Feedback appreciated. Thanks


----------



## POOLMANinCT (Oct 7, 2006)

why do you have to use a cementious filler??


----------



## Ishmael (Mar 14, 2007)

Capt2 said:


> I have a water main coming through a poured concrete foundation. THe copper pipe main is encased in a black plastic sleeve. When it rains water comes in through this sleeve.
> 
> Can I fill the end of the sleeve with hydraulic water stop cement? I'm hearing conflicting info on whether the cement will hurt the copper pipe inside.
> Feedback appreciated. Thanks


*Why not use expanding spray-foam, or some kind of silicone sealant (like 3M 5200)?*


----------



## Capt2 (Jul 29, 2006)

I would be glad to use what works best. 
Have you used spray foam before to hold back water? 
Silicone was tried --not a complete success.


----------



## Teetorbilt (Feb 12, 2004)

5200 is a polyurethane sealant/adhesive and should stop all leakage. We primarily use it for sealing thru-hulls and other hull penetrations below the water line on boats. Got to get rid of all of the sillycone before it will work.

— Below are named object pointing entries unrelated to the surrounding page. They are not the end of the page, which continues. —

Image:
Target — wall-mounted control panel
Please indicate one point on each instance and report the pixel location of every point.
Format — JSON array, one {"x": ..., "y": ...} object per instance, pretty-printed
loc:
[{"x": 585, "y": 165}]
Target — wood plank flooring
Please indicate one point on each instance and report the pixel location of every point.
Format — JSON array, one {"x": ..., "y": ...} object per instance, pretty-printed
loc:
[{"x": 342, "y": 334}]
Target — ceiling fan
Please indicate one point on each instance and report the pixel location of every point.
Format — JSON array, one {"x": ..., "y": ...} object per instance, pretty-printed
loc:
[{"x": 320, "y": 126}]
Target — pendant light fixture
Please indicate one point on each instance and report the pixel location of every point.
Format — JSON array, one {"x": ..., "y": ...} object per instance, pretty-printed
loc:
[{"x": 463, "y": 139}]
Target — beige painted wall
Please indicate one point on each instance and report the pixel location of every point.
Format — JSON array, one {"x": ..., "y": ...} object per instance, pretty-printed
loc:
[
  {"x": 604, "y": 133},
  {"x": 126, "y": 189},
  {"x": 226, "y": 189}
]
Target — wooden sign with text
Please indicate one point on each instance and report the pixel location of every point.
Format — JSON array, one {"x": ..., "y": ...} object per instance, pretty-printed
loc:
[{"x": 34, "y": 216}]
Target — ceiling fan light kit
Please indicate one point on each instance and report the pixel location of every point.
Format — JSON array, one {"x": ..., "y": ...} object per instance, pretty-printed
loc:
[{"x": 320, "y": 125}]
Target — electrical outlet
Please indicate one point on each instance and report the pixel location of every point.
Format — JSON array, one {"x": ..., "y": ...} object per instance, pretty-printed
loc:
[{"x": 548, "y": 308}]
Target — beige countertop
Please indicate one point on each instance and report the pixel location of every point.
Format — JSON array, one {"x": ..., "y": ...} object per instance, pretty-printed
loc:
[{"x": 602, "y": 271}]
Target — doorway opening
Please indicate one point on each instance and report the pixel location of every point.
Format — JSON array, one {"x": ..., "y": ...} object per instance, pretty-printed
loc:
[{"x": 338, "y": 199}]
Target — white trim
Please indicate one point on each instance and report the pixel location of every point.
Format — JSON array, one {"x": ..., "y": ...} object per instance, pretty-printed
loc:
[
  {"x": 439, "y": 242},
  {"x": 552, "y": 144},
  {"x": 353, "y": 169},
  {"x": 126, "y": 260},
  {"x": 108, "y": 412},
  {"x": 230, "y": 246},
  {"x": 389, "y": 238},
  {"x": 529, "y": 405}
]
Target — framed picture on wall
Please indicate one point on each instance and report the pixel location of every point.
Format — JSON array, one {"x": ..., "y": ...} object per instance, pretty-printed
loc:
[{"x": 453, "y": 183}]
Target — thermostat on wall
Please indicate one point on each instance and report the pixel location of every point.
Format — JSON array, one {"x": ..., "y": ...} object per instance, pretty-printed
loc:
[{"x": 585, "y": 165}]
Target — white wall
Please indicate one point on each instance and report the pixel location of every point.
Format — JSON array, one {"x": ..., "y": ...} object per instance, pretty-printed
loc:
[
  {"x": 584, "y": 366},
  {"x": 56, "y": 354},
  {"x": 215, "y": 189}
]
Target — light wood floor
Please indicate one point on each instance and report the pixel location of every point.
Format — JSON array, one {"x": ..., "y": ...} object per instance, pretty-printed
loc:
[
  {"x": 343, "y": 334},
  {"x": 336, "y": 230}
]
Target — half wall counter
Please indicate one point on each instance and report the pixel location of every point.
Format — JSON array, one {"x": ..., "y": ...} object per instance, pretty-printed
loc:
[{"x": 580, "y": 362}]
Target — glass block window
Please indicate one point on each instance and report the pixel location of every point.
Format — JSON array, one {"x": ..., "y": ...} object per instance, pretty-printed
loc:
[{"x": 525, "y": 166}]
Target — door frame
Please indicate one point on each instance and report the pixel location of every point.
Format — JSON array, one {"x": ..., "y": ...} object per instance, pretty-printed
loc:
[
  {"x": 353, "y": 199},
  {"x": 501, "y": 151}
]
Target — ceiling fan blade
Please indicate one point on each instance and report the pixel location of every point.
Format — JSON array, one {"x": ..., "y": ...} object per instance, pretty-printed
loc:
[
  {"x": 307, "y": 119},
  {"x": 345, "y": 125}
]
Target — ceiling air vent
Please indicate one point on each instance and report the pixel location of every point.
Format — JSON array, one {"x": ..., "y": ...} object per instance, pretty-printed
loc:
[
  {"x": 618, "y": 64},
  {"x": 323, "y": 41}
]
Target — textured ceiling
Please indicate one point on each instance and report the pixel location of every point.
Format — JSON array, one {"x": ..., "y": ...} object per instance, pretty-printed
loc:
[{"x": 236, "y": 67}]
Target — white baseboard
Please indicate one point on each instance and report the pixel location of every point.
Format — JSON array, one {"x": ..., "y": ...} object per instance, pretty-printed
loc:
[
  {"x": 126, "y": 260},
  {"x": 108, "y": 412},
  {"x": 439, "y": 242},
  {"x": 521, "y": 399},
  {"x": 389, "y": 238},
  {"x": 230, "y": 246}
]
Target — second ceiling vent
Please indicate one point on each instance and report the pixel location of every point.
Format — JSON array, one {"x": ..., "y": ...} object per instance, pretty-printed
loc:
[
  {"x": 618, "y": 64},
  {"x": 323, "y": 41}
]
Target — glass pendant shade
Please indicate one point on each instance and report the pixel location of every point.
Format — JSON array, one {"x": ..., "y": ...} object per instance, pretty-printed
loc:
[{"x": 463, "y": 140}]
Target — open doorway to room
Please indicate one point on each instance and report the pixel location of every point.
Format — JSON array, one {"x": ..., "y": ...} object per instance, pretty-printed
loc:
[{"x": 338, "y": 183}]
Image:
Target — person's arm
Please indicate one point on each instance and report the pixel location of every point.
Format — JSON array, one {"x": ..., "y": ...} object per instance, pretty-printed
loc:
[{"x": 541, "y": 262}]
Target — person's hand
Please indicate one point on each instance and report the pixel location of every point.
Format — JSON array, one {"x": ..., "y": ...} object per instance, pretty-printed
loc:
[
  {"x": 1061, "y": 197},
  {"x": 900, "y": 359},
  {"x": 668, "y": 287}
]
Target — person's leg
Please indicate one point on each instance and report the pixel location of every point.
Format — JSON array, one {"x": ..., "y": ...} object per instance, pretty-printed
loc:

Look here http://www3.3m.com/catalog/us/en001...marine_3_0/command_AbcPageHandler/output_html


----------



## dnconstruction (Apr 5, 2007)

Did you try to see if the grade was correct around the slab. Also a major factor is downspouts from gutters sometimes they are way to close to the house, if thats the case get the down spout extenders. look into checking that out first to try to prevent the problem rather than fix it like that.

Just thought I would help out.


----------



## Ron The Plumber (Oct 10, 2006)

Get some of that electrical shrink wrap, that will keep the water out.


----------



## Teetorbilt (Feb 12, 2004)

Ron, I assume that you are speaking of self-vulcanizing tape. How will that bond to concrete? It bonds to itself.


----------



## Ron The Plumber (Oct 10, 2006)

It was a thought, and only a thought, for I don't know what it there, a picture would be helpful.


----------



## Capt2 (Jul 29, 2006)

I used marine grade epoxy putty. I'll see the result next time it rains.


----------



## skyhook (Mar 17, 2007)

How about a foam backer, then cover it with silicone again.


----------



## Capt2 (Jul 29, 2006)

OK so we had heavy rain in NJ and I had used the marine epoxy putty before it started. Basically it held temporarily then started to leak. Just out of curiosity I applied this rubbery gutter sealant that can be applied when wet and bingo, it worked no more leak.

Now if I can just get the other little foundation leaks stopped. 
What is the trick to using hydraulic cement??? Can it be applied while the leak is active? I did this and the leak wiggled its way to the edge of the cement. 
Feedback appreciated.


----------